Cyber Incident Victim: Spains National Renewable Energy Center (CENER)

Spain’s National Renewable Energy Center (CENER) experienced a cyber attack on October 18, 2022. The organization publicly confirmed the incident on the same day but did not disclose technical details regarding the attack vector, scope, or specific systems compromised. CENER’s statement indicated active efforts to resolve the disruption, though no timeline for restoration was provided. The attack’s operational impacts were not explicitly detailed, but the acknowledgment of an ongoing resolution process implied disruptions to normal operations. No evidence suggested data exfiltration or ransomware involvement at the time of CENER’s initial disclosure.

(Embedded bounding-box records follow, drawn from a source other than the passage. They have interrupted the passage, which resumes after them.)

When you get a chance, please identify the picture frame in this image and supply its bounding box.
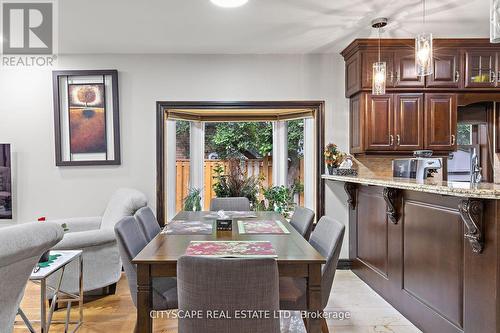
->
[52,70,121,166]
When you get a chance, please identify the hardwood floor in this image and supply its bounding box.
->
[14,271,420,333]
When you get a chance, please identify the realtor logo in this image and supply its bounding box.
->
[1,0,56,67]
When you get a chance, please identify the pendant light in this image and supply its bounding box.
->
[372,17,387,95]
[490,0,500,43]
[415,0,433,76]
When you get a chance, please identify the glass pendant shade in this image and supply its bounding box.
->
[372,62,386,95]
[490,0,500,43]
[415,33,433,76]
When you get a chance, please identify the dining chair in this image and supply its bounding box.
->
[280,216,345,332]
[115,216,177,310]
[210,197,250,212]
[0,222,64,332]
[177,256,280,333]
[134,206,161,243]
[290,206,314,240]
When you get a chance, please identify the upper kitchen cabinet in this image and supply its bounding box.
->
[424,94,457,151]
[426,48,463,88]
[465,50,500,88]
[394,50,425,88]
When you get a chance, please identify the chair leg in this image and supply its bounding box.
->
[321,318,329,333]
[108,282,116,295]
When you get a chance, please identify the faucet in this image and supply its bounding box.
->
[470,148,483,185]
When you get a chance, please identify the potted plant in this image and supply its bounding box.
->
[323,143,345,175]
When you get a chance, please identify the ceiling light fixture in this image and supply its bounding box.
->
[372,17,387,95]
[210,0,248,8]
[490,0,500,43]
[415,0,433,76]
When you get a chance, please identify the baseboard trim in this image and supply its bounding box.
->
[337,259,353,270]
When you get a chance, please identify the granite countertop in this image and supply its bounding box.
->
[321,175,500,199]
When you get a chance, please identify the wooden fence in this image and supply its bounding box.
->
[175,157,304,211]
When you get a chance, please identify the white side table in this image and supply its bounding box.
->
[19,250,83,333]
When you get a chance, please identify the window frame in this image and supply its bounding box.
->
[156,101,325,226]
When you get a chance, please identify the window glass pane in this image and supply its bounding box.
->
[457,124,472,146]
[287,119,304,205]
[175,120,190,212]
[204,122,273,209]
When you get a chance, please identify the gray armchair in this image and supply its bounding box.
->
[48,188,147,293]
[0,222,64,332]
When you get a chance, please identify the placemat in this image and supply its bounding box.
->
[186,241,277,258]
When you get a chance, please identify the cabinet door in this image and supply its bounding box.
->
[465,51,497,88]
[349,94,365,154]
[394,51,425,87]
[394,94,424,151]
[365,95,394,151]
[361,51,395,89]
[425,94,457,151]
[345,55,361,97]
[426,49,462,88]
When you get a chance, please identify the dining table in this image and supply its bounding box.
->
[132,211,326,333]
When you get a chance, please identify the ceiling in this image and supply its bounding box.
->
[59,0,489,54]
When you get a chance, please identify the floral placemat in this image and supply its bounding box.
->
[163,220,214,235]
[238,220,290,234]
[186,241,277,258]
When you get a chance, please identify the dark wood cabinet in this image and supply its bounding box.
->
[425,94,457,151]
[365,94,394,151]
[426,49,462,88]
[394,51,425,88]
[394,94,424,151]
[349,94,365,154]
[349,184,500,333]
[345,55,361,97]
[465,51,498,88]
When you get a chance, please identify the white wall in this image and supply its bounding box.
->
[0,55,348,253]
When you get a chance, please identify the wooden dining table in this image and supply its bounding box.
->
[132,212,326,333]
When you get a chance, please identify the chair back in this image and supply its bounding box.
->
[210,197,250,212]
[101,188,148,230]
[0,222,64,332]
[309,216,345,309]
[290,206,314,239]
[134,206,161,243]
[177,256,280,333]
[115,216,148,306]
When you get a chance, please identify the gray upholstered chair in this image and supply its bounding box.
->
[115,216,177,310]
[134,207,161,243]
[210,197,250,212]
[48,188,147,297]
[290,206,314,240]
[280,216,345,327]
[0,222,64,333]
[177,256,280,333]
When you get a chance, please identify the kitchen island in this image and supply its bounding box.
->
[322,175,500,333]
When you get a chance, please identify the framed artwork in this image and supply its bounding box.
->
[52,70,121,166]
[0,143,12,220]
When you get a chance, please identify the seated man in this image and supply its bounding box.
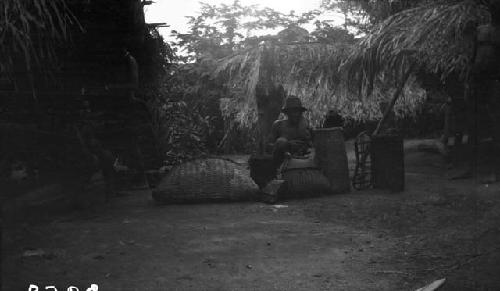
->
[270,96,312,168]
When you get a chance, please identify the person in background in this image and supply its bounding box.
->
[270,96,312,168]
[323,109,344,128]
[105,47,149,189]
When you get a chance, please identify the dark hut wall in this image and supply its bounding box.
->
[0,0,162,194]
[0,0,154,121]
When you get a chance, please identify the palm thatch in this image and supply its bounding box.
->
[341,1,489,96]
[216,43,425,126]
[0,0,77,75]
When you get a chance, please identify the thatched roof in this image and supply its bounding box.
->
[216,42,425,125]
[0,0,77,75]
[341,1,489,95]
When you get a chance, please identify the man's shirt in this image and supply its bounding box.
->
[271,117,312,145]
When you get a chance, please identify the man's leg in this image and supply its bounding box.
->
[273,137,290,169]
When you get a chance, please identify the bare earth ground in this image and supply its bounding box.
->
[2,140,500,291]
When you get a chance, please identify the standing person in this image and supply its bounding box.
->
[106,48,149,189]
[459,0,500,183]
[270,96,312,168]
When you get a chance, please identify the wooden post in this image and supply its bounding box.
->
[372,66,413,136]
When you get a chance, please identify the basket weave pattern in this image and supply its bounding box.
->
[153,158,258,203]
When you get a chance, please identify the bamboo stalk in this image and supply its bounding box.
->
[372,66,413,136]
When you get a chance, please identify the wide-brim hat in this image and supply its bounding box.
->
[281,96,307,112]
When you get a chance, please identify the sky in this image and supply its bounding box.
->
[144,0,338,42]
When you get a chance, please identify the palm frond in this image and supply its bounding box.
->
[341,1,489,95]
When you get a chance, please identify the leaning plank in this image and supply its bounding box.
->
[416,278,446,291]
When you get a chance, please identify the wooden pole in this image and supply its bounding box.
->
[372,67,413,136]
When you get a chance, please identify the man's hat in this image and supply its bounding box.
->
[281,96,307,112]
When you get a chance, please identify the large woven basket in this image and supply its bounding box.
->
[153,158,258,204]
[314,127,351,193]
[279,168,331,199]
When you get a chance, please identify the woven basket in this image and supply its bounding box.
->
[314,127,351,193]
[279,168,331,199]
[153,158,258,204]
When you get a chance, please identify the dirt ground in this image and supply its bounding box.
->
[2,141,500,291]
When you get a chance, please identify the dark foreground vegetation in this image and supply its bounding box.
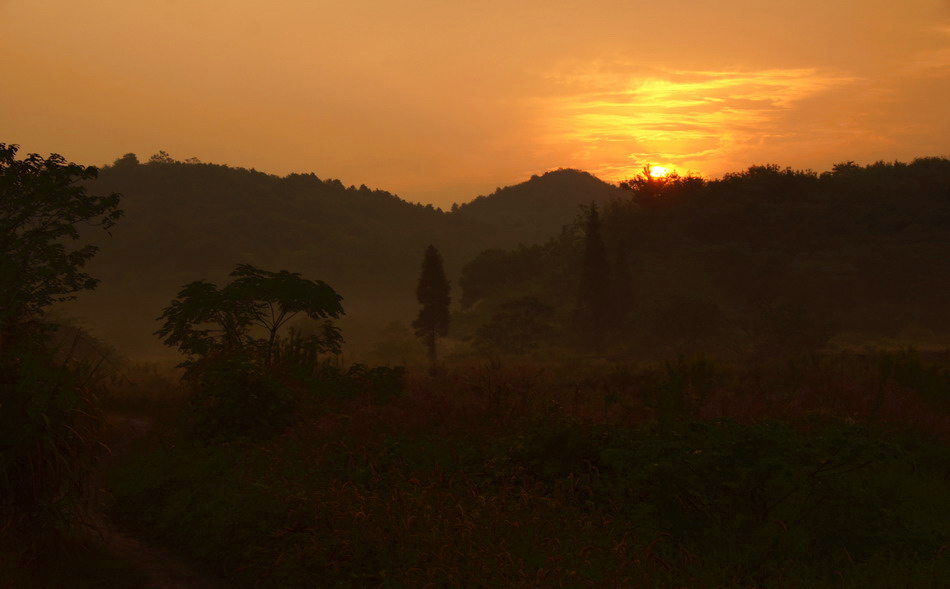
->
[111,353,950,588]
[0,144,950,588]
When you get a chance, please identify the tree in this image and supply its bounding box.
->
[412,245,452,369]
[575,203,614,351]
[474,297,554,354]
[0,143,122,344]
[155,264,344,364]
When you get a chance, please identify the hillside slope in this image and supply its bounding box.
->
[64,158,620,357]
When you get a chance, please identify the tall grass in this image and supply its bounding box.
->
[104,355,950,588]
[0,334,108,562]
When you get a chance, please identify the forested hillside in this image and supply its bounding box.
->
[65,154,620,355]
[459,158,950,357]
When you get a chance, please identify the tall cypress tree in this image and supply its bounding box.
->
[613,243,636,331]
[412,245,452,369]
[574,203,614,352]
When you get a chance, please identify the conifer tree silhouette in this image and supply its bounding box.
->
[412,245,452,370]
[574,203,614,352]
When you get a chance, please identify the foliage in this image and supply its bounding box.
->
[156,264,343,363]
[574,203,615,352]
[0,331,101,544]
[474,297,554,355]
[190,356,295,442]
[0,144,122,560]
[108,358,950,588]
[412,245,452,366]
[460,158,950,362]
[0,143,122,340]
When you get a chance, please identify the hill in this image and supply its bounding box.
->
[64,154,619,357]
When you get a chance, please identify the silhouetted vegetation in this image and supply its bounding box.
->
[7,145,950,588]
[459,158,950,361]
[68,154,621,358]
[0,144,122,570]
[412,245,452,370]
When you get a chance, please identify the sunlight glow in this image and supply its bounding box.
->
[539,63,853,181]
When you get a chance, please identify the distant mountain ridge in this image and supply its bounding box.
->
[66,157,623,355]
[453,168,630,247]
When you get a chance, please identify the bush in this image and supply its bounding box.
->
[0,331,99,537]
[186,355,295,442]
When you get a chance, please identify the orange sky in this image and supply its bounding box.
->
[0,0,950,206]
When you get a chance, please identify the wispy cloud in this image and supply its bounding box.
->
[540,64,856,180]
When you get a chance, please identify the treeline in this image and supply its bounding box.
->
[66,153,620,356]
[457,158,950,358]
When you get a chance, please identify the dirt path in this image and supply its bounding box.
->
[86,413,226,589]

DataBreaches.net contacted CENER via email on October 20, 2022, seeking an update on the incident’s status and mitigation progress. No response was received, leaving the attack’s resolution status unverified in public reporting. CENER’s public communications remained limited to its initial confirmation, with no subsequent updates on containment measures, forensic findings, or recovery milestones. The absence of attributed threat actors or ransom demands distinguished this incident from contemporaneous attacks in Spain, such as the Vice Society ransomware operation against CSIC in July 2022. CENER’s reliance on internal resolution efforts without external acknowledgments of third-party assistance or law enforcement collaboration concluded the publicly documented timeline.